Following the recent return of the A380, Mr Clark was asked about his thoughts on the surprising return of the aircraft and whether this unexpected comeback will endure.
According to Clark, these planes will be brought back since demand is so high right now, and the A380s will come into their own in the following 18 months or two years where they can fly them.
As a result of the increased demand, more airlines will bring back their A380s, as “they’d be nuts not to.” The costs are so much higher than they used to be. The passenger mix has shifted to include a more significant proportion of high-end business travellers, proving that individuals are still willing to travel despite popular belief.
Clark added, “Alan Joyce of Qantas told me that of all Australians surveyed, 60 per cent of them stated they would leave Australia the moment they could go, which makes around 14 million people. In addition to this, many more people would like to visit Australia and New Zealand.

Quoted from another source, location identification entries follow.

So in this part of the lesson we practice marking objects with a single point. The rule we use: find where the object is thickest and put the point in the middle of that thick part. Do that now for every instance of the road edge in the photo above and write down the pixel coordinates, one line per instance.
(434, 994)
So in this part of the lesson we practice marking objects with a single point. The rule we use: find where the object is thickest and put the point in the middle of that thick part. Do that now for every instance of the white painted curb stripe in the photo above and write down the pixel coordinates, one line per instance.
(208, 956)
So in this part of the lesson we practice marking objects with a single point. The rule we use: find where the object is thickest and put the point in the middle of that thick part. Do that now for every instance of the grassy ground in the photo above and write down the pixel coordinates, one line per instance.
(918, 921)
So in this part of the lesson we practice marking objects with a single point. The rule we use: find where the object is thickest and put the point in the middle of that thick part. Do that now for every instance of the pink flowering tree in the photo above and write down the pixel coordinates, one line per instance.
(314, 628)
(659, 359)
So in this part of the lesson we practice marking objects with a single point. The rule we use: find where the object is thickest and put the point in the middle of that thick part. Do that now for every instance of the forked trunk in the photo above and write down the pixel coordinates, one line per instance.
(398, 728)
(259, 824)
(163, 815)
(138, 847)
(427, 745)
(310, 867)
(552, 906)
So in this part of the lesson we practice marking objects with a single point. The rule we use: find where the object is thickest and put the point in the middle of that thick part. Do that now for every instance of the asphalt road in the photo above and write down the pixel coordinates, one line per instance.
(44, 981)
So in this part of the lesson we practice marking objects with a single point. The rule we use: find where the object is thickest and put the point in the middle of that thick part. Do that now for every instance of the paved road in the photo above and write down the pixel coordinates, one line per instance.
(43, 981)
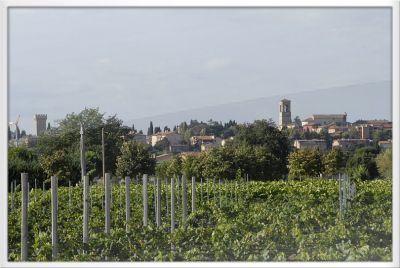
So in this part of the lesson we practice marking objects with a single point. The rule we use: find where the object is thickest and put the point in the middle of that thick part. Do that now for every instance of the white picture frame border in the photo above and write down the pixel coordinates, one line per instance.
(6, 4)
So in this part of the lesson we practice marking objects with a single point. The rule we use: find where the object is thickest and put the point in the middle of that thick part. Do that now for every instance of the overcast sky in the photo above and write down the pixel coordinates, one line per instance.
(139, 62)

Emirates, according to Clark, is seeing significant demand for its premium cabin even though it has not yet returned to key countries like China and India, both of which continue to place stringent restrictions on travel. As seat per kilometre rises by 30-40%, customers are willing to pay more for premium cabins and even economy class.
That’s fantastic news for Emirates since they’re bringing back their entire network with a massive A380-dominated fleet, but other airlines have said they’ll leave their A380s grounded indefinitely. For the time being, Emirates’ primary concern is getting its crew back, and Clark predicts that this will take until June 2022 or later.

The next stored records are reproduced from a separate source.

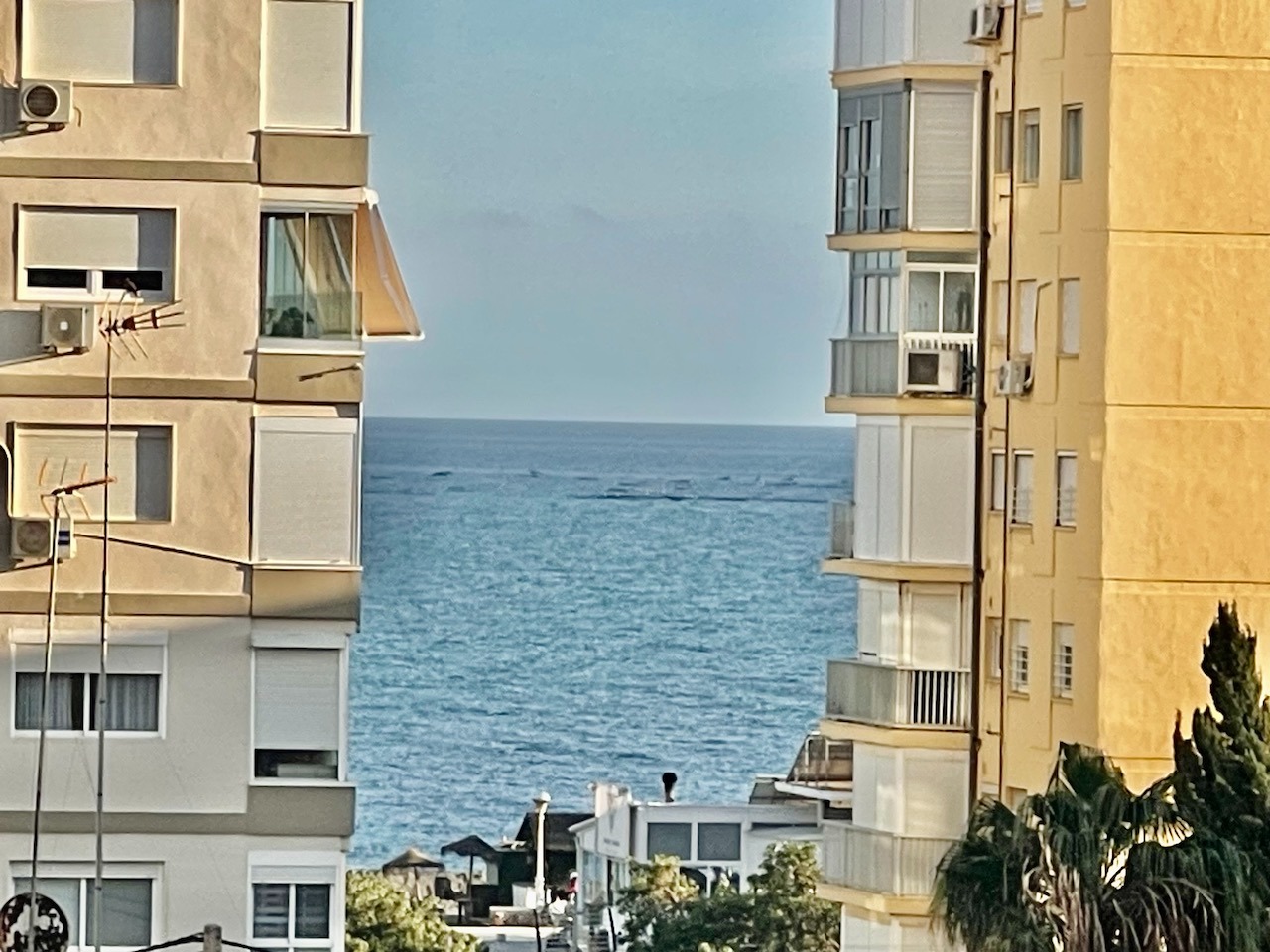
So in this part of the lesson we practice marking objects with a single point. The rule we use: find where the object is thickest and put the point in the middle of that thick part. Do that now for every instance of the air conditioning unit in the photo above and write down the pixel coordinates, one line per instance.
(32, 539)
(66, 329)
(985, 22)
(1014, 377)
(933, 371)
(45, 102)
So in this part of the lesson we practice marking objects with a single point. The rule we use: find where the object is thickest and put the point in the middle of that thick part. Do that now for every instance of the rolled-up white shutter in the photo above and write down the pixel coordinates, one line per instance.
(308, 63)
(943, 160)
(298, 698)
(307, 490)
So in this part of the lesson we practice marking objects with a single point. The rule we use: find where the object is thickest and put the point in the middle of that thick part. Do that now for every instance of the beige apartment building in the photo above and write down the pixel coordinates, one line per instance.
(208, 157)
(1049, 229)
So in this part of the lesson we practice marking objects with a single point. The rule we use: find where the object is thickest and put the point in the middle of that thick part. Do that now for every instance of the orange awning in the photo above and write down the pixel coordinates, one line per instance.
(386, 309)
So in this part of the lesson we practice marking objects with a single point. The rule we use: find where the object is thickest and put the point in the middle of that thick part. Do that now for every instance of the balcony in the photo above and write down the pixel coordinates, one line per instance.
(880, 862)
(921, 365)
(901, 697)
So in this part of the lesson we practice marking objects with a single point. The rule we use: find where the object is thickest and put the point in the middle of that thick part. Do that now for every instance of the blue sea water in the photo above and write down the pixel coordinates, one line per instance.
(548, 604)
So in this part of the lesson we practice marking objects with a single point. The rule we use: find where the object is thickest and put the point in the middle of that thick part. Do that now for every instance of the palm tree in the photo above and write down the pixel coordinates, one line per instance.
(1088, 866)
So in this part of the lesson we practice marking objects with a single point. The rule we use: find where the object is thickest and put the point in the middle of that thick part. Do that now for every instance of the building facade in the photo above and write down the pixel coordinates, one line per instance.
(206, 160)
(1047, 347)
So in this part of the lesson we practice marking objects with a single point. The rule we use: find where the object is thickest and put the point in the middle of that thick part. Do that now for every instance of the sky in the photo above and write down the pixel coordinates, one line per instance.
(606, 209)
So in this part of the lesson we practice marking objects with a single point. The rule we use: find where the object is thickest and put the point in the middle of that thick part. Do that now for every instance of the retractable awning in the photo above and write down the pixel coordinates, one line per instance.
(386, 308)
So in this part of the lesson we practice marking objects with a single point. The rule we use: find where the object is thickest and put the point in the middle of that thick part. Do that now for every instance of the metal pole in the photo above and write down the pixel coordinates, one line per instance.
(98, 825)
(44, 724)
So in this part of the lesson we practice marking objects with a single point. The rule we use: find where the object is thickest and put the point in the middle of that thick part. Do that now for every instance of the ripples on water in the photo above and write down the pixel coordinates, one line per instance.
(547, 604)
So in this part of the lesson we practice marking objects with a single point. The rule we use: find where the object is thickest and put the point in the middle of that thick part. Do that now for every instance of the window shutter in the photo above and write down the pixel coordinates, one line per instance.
(308, 63)
(307, 490)
(298, 699)
(943, 160)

Clark said that the cargo market is solid and would remain so for the foreseeable future. Several B777s operated by Emirates have been converted to freighters. Clark claimed that they could use the whole fleet of B777 freighters, which he estimated to be over 160 aircraft. The cargo business has grown dramatically compared it to pre-pandemic. The global lack of ship containers is one of the factors contributing to the rapid expansion. The ships exist, but the containers do not. As a result, the need for air freight has expanded as a means of transport for manufacturers.
Clark noted that Emirates is also accomplishing the financial targets as last week they broke even; it was the first time since the pandemic started that Emirates went to profit and are now cash positive with 95 A380s still sitting on the ground.

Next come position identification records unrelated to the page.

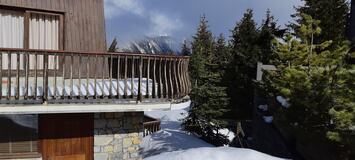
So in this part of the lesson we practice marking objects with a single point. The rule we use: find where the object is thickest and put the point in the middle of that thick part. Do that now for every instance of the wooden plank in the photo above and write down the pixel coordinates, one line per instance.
(118, 76)
(9, 75)
(140, 96)
(55, 75)
(63, 75)
(148, 79)
(87, 76)
(111, 67)
(1, 74)
(79, 74)
(175, 62)
(125, 77)
(18, 76)
(166, 79)
(45, 77)
(27, 66)
(171, 78)
(160, 85)
(35, 86)
(132, 76)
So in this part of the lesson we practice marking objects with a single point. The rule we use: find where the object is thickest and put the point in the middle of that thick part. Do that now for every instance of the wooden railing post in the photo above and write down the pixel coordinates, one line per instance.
(1, 74)
(45, 77)
(140, 97)
(18, 76)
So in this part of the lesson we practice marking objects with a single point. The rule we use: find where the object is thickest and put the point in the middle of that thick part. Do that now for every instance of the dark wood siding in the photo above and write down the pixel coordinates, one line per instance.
(84, 22)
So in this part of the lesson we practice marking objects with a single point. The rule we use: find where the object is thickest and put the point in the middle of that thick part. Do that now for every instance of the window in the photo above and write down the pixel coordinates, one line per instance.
(18, 134)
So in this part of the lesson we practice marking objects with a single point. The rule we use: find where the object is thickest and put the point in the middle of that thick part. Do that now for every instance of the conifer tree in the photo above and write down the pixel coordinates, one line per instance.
(318, 84)
(333, 16)
(268, 32)
(208, 94)
(245, 51)
(222, 53)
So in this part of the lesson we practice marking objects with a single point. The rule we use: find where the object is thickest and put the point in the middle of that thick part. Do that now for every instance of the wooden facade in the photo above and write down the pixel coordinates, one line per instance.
(84, 22)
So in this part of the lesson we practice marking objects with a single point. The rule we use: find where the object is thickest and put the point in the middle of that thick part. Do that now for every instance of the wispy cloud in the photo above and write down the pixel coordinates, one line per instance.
(115, 8)
(159, 23)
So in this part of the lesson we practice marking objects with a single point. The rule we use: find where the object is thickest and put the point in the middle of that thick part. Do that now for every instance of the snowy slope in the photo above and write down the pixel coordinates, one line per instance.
(213, 153)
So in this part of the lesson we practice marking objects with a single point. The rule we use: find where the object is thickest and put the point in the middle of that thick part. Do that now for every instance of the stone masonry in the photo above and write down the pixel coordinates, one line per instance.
(117, 135)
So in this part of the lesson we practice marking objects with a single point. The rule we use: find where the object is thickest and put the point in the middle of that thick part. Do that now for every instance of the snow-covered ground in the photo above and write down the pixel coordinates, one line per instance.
(175, 144)
(171, 137)
(215, 153)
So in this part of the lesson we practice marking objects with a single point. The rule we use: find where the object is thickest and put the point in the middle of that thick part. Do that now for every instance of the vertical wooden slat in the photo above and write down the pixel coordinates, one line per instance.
(18, 76)
(148, 78)
(180, 78)
(154, 78)
(132, 77)
(125, 77)
(1, 75)
(118, 75)
(9, 76)
(103, 76)
(171, 79)
(87, 76)
(35, 86)
(160, 85)
(176, 78)
(27, 66)
(63, 75)
(111, 67)
(55, 75)
(187, 79)
(95, 76)
(45, 77)
(166, 79)
(79, 74)
(71, 75)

Since July of last year, the passenger market in Dubai has recovered, and the city has been a popular destination for tourists. In the past, Emirates carried 170.000 people a day; today, they travel between 60,000 and 75,000 passengers a day. Emirates could generate a profit despite having more passengers and having the majority of its A380s grounded because passenger traffic is now returning at a much higher yield.
According to Clark, “Equilibrium requires supply and demand to be matched” when asked whether the high yield will last.
“Two things happen when demand exceeds supply: prices rise naturally, and people may choose to do something else instead”.
“The capacity over the next two years is going to be quite a lot less than it was in 2019. All the airlines have taken so much debt on their balance sheets, they can’t afford to open, they can’t afford to open loss-making long-haul routes, they can’t afford to buy new aeroplanes because that would cause new debts, so they’ve got to muddle through until they can restore the equilibrium”.
“If that’s going to be in 2025 or 2024, I don’t know. That’s why we will restore our network and our fleet to its former glory quickly, maybe by May 2022”.